U.S. Department of Agriculture-Agricultural Research Service, Appalachian Fruit Research Station, 45 Wiltshire Road, Kearneysville, West Virginia 25430.
Plant Physiol. 1992 Aug;99(4):1562-8. doi: 10.1104/pp.99.4.1562.
Seasonal patterns of proteins and of cold hardiness were characterized in bark and xylem tissues of genetically related (sibling) deciduous and evergreen peach (Prunus persica [L.] Batsch). In contrast with deciduous trees, which entered endodormancy and abscised leaves in the fall, evergreen trees retained their leaves and exhibited shoot elongation under favorable environmental conditions. A successive increase in the cold hardiness of bark and xylem was observed during the fall in both genotypes. This was followed by a subsequent decrease from midwinter to spring. Xylem tissue in both genotypes exhibited deep supercooling and a significant correlation (r = 0.99) between the midpoint of the low-temperature exotherm and the subzero temperature at which 50% injury occurred (assessed by electrolyte leakage) was noted. The maximum hardiness level attained in deciduous trees was more than twofold that of evergreens. Seasonal pattern of proteins from bark and xylem of the sibling genotypes was characterized by one-dimensional sodium dodecyl sulfate-polyacrylamide gel electrophoresis. Among other qualitative and quantitative changes, accumulation of a 19-kilodalton polypeptide in the bark of both genotypes was observed during fall followed by a decrease in spring. This polypeptide accumulated to higher levels in the deciduous peach compared with the evergreen. Additionally, a 16-kilodalton protein exhibited the same pattern in deciduous trees but not in the evergreen trees. Both the 19- and a 16-kilodalton bark proteins conform to the criteria of a bark storage protein. The relationship of seasonal changes in protein to cold hardiness and dormancy in these genetically related peach genotypes is discussed.

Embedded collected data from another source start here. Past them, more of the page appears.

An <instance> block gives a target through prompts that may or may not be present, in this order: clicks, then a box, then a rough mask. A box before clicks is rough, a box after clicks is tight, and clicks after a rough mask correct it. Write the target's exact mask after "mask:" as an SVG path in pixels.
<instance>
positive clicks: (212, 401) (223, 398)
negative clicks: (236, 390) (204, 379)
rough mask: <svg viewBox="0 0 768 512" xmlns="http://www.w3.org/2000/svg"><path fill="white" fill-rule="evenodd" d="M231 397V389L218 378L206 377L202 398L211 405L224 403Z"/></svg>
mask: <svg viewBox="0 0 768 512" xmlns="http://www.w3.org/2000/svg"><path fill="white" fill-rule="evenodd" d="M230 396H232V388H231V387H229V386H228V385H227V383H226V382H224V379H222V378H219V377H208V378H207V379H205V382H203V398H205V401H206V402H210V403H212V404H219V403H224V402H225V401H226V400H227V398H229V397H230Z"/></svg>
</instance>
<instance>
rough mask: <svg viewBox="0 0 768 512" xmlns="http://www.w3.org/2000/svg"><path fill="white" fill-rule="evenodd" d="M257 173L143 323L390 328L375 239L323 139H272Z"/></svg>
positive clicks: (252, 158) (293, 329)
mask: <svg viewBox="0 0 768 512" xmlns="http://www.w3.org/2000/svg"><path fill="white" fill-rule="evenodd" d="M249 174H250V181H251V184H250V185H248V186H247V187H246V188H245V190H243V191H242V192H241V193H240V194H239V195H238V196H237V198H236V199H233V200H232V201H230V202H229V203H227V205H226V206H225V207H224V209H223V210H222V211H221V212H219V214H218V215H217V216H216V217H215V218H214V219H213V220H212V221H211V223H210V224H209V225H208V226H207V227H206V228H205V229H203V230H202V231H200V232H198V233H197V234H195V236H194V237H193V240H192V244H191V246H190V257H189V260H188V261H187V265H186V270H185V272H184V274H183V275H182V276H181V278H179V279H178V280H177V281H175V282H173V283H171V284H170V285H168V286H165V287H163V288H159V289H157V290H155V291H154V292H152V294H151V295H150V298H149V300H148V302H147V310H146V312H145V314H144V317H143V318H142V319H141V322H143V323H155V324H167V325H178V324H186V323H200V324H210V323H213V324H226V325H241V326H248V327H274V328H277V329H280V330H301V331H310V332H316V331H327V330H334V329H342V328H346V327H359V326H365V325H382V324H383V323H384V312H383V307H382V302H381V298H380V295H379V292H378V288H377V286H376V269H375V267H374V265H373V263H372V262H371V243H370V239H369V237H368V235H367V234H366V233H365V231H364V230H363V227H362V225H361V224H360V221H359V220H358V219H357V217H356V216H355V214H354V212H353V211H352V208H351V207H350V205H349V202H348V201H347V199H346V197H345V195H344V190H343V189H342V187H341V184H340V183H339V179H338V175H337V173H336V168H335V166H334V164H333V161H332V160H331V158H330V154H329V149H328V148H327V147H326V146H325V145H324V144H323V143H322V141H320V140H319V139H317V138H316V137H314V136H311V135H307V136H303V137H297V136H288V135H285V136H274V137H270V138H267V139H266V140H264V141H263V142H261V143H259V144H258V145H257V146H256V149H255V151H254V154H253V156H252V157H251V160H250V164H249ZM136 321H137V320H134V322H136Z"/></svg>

在亲缘关系密切的(同卵)落叶和常绿桃树(Prunus persica [L.] Batsch)的树皮和木质部组织中,研究了蛋白质和抗寒性的季节性模式。与落叶树在秋季进入内休眠并落叶不同,常绿树保留其叶子,并在有利的环境条件下进行新梢伸长。在两个基因型中,秋季观察到树皮和木质部的抗寒性连续增加。随后从中冬到春季,抗寒性随后下降。两个基因型的木质部组织都表现出深度过冷,低温放热的中点与 50%损伤发生时的零下温度(通过电解质渗漏评估)之间存在显著相关性(r = 0.99)。落叶树达到的最大硬度水平是常绿树的两倍多。亲缘关系密切的基因型树皮和木质部的蛋白质季节性模式通过一维十二烷基硫酸钠-聚丙烯酰胺凝胶电泳来表征。除了其他定性和定量变化外,在秋季观察到两种基因型的树皮中积累了 19 千道尔顿的多肽,随后在春季减少。与常绿树相比,落叶桃中积累了更高水平的这种多肽。此外,16 千道尔顿的蛋白质在落叶树上表现出相同的模式,但在常绿树中没有。19 和 16 千道尔顿的树皮蛋白都符合树皮储存蛋白的标准。讨论了这些亲缘关系密切的桃基因型中蛋白质季节性变化与抗寒性和休眠的关系。